Possibilities within people’s realities differ, obviously, some people might be capable of some things while others are not, be it circumstance, ability or the place you were born. We need to remember that this is always within a specific point in time, reality is always changing as well as you and your relationship to it. This doesn’t change, however, the nature of power, power is always personal and available at any moment, regardless of any circumstance.

“Happiness and freedom begin with a clear understanding of one principle: Some things are within our control, and some things are not. It is only after you have faced up to this fundamental rule and learned to distinguish between what you can and can’t control that inner tranquility and outer effectiveness become possible.” – Epictetus

The act of consciously choosing what is best and what is worst for you within the options that are under your control makes you powerful.

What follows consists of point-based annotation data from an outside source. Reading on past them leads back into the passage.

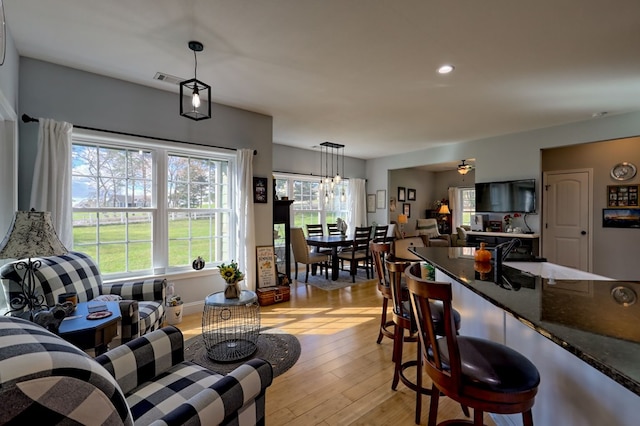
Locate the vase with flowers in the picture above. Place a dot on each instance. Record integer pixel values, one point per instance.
(508, 220)
(232, 276)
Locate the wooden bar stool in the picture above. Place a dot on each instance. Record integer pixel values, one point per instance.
(379, 251)
(478, 373)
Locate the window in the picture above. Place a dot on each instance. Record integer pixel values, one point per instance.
(311, 204)
(120, 220)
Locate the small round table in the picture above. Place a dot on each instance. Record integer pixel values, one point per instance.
(230, 327)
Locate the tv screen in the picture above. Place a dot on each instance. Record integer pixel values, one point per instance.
(505, 197)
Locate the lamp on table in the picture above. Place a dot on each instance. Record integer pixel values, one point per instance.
(402, 219)
(30, 235)
(444, 211)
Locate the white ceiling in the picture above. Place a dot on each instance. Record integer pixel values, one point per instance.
(361, 72)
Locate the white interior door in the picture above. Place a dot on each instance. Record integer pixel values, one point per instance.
(567, 218)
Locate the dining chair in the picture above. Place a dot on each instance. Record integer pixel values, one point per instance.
(478, 373)
(303, 254)
(358, 255)
(379, 252)
(406, 332)
(332, 229)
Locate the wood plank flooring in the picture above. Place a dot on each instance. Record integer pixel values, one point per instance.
(342, 377)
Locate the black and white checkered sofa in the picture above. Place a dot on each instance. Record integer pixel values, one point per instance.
(45, 380)
(143, 302)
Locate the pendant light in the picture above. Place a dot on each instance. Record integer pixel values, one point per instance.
(192, 104)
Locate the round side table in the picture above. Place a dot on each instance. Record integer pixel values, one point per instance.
(230, 327)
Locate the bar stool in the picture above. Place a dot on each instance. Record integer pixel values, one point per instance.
(478, 373)
(406, 331)
(379, 251)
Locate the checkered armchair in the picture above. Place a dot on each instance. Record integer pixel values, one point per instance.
(45, 380)
(141, 305)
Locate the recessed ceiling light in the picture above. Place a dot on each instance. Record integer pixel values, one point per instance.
(446, 69)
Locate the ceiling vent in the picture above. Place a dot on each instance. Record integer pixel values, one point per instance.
(168, 78)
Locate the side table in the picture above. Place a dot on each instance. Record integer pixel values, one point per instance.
(230, 327)
(90, 334)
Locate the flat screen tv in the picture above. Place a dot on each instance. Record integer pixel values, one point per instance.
(506, 197)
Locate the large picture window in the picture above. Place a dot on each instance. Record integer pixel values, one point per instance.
(144, 208)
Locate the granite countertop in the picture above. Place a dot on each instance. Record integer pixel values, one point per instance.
(598, 321)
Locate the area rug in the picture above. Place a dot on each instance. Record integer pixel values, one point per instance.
(282, 350)
(344, 280)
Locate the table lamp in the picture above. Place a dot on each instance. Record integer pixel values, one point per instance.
(402, 219)
(30, 235)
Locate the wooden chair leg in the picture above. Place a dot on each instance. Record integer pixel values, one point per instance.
(477, 417)
(433, 406)
(383, 319)
(398, 337)
(419, 385)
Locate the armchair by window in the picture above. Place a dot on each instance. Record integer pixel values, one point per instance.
(48, 380)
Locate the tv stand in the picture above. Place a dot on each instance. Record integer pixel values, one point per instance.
(529, 247)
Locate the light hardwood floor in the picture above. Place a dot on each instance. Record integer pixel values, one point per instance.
(342, 377)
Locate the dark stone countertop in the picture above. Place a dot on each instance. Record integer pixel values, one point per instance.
(581, 316)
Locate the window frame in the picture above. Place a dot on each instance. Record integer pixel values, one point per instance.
(160, 210)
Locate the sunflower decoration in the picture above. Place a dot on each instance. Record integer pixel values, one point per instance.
(230, 273)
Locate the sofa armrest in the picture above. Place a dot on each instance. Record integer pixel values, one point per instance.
(130, 322)
(144, 358)
(242, 389)
(149, 290)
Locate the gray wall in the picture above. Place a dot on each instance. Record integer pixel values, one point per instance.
(518, 156)
(615, 250)
(86, 99)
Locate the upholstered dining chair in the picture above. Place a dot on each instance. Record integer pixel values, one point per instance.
(478, 373)
(303, 254)
(379, 252)
(358, 255)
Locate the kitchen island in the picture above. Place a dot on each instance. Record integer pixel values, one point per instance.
(583, 335)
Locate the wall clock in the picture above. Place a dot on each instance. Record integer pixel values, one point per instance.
(623, 171)
(3, 34)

Say you want to be rich. What can you do right now that will make it so? Remember, being rich is a consequence of power, riches don’t make you powerful, you make yourself so, richness extends possibilities to further exert your power. A rich person, most likely, exerted his power in that direction and by doing so, made himself or herself rich.

Everyone’s situation is different, agreed. But that doesn’t determine the ability of a person to decide which road he is going to take in his own life. When you let the things that are not under your control decide what to do or not do in your life and at the same time, neglect the things that do are under your control. You are giving away your power to someone or something else.

Philosophy, freedom and, power

Real freedom and power can only be found through philosophy. This is because only through philosophy you can begin to comprehend at least in some part, the nature of reality, just like the true nature of power. Only through reflection can you begin to better understand life and act accordingly.

Power is indifferent, you can use power for reasons you are not even really aware of.

For example, the idea of success. Is the idea of success you have truly yours?

You can do everything in your power to fulfill an ideal that is not even yours, just to find yourself in your deathbed thinking that everything you did was not really something you wanted but something you thought was going to look great in the eyes of others and by then it is going to be too late.

That is not being free, that is being manipulated by an idea that hasn’t been tested by your reason, your simple greatest human faculty. The philosopher asks why. It is only by putting things in the scrutiny of your reason that you can find out what is truly valuable and then use your power in the way that you see fit.

Any fool can make a rule and any fool can mind it – Henry David Thoreau

This process of reflecting can never stop as we are continually evolving. But you have to know that to be truly free and powerful, you need to accompany your actions with your reason.

True power is in your hands, right now. Rule or be ruled and remember.